Soluciones emergentes
Para la obesidad grave, han surgido nuevas opciones aprobadas por la Administración de Alimentos y Medicamentos de Estados Unidos, como la liraglutida y la semaglutida (agonistas del receptor GLP-1).
Estos medicamentos deben acompañar los cambios en el estilo de vida (nutrición, actividad física y terapia conductual). Deben ser recetados por profesionales clínicos con formación en medicina pediátrica para la obesidad.
Para los adolescentes con obesidad severa y otros problemas de salud relacionados, la cirugía bariátrica metabólica ofrece una solución duradera pero requiere apoyo nutricional y emocional a largo plazo.

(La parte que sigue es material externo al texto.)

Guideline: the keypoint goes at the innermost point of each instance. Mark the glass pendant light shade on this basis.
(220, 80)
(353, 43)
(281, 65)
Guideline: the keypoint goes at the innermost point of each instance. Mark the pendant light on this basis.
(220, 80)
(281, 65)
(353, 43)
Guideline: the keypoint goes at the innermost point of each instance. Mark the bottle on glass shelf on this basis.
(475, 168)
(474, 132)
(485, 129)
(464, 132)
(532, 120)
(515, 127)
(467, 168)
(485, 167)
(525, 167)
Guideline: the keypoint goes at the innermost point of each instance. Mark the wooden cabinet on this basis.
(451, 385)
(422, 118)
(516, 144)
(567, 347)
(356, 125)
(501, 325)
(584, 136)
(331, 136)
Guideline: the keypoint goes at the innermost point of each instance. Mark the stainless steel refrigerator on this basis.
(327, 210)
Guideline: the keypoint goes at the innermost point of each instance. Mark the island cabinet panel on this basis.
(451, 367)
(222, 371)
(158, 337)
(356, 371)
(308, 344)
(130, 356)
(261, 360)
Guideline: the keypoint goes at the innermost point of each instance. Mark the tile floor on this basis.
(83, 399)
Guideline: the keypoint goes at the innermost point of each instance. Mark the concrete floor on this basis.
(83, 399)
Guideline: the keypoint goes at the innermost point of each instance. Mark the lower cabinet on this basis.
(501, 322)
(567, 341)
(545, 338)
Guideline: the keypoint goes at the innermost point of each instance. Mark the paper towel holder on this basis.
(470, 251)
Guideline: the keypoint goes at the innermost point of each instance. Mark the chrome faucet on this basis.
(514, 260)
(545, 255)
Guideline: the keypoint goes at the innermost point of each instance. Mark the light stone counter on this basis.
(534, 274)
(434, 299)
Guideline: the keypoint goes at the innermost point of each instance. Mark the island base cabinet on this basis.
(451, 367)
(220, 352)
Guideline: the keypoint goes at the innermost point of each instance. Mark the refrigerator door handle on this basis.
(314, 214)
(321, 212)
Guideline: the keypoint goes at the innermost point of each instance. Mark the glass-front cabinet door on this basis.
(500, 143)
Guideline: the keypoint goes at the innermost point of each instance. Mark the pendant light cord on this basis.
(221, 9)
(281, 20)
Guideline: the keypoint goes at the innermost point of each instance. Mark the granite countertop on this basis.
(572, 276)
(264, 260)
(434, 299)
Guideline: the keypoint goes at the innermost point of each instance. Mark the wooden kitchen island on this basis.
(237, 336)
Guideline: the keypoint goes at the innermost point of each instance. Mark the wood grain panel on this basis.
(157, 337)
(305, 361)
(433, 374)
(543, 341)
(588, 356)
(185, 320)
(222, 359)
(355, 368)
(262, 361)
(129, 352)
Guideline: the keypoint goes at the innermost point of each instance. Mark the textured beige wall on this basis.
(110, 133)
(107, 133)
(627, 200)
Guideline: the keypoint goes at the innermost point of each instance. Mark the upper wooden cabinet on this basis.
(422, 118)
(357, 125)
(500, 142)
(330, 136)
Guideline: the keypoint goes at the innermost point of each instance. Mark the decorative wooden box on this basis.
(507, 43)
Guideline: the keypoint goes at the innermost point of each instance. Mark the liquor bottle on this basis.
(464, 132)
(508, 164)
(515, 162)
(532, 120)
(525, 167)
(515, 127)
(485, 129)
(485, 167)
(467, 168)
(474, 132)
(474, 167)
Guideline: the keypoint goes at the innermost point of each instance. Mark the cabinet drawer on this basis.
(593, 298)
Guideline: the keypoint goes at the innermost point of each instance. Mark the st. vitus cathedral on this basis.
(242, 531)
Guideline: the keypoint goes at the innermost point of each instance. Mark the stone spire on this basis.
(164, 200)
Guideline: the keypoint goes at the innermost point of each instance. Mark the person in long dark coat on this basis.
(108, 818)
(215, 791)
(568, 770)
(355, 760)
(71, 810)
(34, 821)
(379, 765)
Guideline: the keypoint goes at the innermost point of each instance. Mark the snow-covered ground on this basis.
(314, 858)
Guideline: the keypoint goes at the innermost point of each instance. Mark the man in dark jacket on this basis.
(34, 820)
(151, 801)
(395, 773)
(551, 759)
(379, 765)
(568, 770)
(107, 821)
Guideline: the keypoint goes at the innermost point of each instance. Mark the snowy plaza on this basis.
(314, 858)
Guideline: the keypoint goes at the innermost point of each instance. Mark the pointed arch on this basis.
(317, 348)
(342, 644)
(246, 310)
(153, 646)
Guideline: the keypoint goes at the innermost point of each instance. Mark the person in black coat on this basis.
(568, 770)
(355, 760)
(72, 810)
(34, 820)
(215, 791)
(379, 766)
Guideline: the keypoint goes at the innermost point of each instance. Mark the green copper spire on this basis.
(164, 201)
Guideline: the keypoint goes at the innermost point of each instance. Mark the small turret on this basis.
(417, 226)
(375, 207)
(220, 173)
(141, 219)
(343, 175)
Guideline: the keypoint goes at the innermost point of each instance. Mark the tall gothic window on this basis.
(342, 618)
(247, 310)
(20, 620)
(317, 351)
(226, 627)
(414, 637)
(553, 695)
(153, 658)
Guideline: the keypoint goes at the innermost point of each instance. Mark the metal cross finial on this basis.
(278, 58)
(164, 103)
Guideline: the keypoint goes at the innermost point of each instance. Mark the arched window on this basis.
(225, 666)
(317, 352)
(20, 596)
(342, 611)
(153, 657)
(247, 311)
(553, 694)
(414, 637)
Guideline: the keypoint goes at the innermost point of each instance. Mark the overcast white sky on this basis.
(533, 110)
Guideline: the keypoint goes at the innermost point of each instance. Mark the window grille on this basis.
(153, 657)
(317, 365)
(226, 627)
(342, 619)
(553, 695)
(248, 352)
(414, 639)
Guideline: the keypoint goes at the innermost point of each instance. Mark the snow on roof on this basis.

Construyendo un futuro más saludable para los niños
Los niños no pueden superar la obesidad por sí solos. Una prevención eficaz requiere la colaboración de la familia, los profesionales sanitarios, las escuelas, los responsables políticos y las comunidades.
Políticas como comidas escolares saludables, vecindarios transitables, educación nutricional temprana y restricciones a la comercialización de comida chatarra pueden reducir la obesidad pediátrica mejor que la atención clínica sola.